Nicolas Sarkozy doit annoncer le 24 août de nouvelles mesures de réduction du déficit après la publication de mauvais indicateurs économiques, mais il a exclu jusqu'à présent toute augmentation générale des impôts.

"Arrêtons de nous voiler la face et de mentir aux Français. On ne va pas rembourser 1.800 milliards d'euros de dette en rabotant trois niches fiscales !", dit Hervé Morin dans l'édition de samedi du Figaro.
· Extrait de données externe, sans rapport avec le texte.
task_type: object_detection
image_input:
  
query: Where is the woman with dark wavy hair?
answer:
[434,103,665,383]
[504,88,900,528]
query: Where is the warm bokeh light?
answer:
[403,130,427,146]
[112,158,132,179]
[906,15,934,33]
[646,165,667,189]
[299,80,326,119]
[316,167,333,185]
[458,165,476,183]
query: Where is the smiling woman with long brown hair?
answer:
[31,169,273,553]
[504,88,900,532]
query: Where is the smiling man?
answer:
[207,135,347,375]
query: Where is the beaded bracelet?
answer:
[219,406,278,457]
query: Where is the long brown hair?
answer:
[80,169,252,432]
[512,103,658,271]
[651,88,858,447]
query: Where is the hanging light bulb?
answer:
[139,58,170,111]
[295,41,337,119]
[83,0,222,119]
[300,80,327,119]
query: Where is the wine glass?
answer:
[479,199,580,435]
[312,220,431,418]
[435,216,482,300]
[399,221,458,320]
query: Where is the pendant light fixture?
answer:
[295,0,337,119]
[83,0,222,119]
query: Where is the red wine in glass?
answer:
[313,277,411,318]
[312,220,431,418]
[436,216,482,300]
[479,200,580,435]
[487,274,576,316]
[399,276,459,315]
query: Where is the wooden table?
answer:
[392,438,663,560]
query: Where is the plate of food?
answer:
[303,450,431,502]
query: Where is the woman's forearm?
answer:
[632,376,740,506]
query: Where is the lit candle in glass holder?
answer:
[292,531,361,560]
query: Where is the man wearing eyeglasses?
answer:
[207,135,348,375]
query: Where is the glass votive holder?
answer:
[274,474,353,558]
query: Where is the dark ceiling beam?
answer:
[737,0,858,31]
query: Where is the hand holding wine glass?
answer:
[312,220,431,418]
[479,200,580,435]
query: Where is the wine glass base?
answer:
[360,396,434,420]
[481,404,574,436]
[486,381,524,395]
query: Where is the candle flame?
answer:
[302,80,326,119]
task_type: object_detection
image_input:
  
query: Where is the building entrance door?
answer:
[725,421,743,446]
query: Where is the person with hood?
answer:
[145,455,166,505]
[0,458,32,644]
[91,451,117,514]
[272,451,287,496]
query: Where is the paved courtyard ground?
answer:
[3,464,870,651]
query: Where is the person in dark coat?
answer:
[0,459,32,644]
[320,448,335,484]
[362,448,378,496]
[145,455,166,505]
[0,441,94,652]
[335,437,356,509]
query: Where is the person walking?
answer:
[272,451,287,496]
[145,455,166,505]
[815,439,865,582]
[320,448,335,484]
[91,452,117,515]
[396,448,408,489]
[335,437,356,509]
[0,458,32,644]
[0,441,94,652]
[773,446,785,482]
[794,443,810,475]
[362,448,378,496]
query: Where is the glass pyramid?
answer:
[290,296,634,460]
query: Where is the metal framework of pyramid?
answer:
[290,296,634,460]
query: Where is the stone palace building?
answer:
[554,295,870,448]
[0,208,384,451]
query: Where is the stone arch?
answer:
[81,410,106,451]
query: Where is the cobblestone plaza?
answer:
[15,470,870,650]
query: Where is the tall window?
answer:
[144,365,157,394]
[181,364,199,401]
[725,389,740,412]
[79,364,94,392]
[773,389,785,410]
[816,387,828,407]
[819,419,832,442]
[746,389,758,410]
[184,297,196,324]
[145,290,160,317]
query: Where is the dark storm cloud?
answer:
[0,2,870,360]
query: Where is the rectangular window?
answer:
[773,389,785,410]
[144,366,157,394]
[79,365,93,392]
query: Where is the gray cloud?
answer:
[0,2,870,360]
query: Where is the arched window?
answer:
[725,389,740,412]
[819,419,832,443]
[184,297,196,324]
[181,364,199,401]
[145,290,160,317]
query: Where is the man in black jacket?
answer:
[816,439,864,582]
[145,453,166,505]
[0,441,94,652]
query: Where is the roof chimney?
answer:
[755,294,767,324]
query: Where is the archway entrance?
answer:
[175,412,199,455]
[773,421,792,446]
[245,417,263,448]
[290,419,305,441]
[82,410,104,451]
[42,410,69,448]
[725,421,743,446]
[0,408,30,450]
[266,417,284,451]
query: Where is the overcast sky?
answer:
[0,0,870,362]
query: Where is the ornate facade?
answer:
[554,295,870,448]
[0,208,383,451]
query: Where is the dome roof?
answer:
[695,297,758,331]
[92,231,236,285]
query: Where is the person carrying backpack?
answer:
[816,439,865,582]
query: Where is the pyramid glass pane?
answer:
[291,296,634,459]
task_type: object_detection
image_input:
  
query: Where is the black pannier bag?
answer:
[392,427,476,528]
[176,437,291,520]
"Dès le collectif budgétaire de septembre, il faudrait augmenter la TVA de 0,4 point pour atteindre 20%, ce qui rapporterait immédiatement 3 milliards d'euros de recettes nouvelles", ajoute-t-il.

Le responsable centriste propose également de réévaluer le taux appliqué à certains produits qui ne relèvent en rien de la première nécessité, comme les boissons gazeuses qui sont aujourd'hui taxées à 5,5%.

"Au nom de l'effort partagé, il faudra aussi, le moment venu, réajuster l'imposition des revenus du patrimoine, qui restent largement moins taxés que ceux du travail, et créer une tranche marginale de l'impôt sur le revenu à 45%", ajoute-t-il.

Selon Hervé Morin, de telles mesures ne freineraient pas la croissance si on les accompagne d'un dispositif de soutien à l'activité. "Je souhaite que la France prenne une initiative européenne en demandant à la Banque centrale européenne d'intervenir sur le marché des changes pour faire baisser l'euro et relancer ainsi la croissance et nos exportations."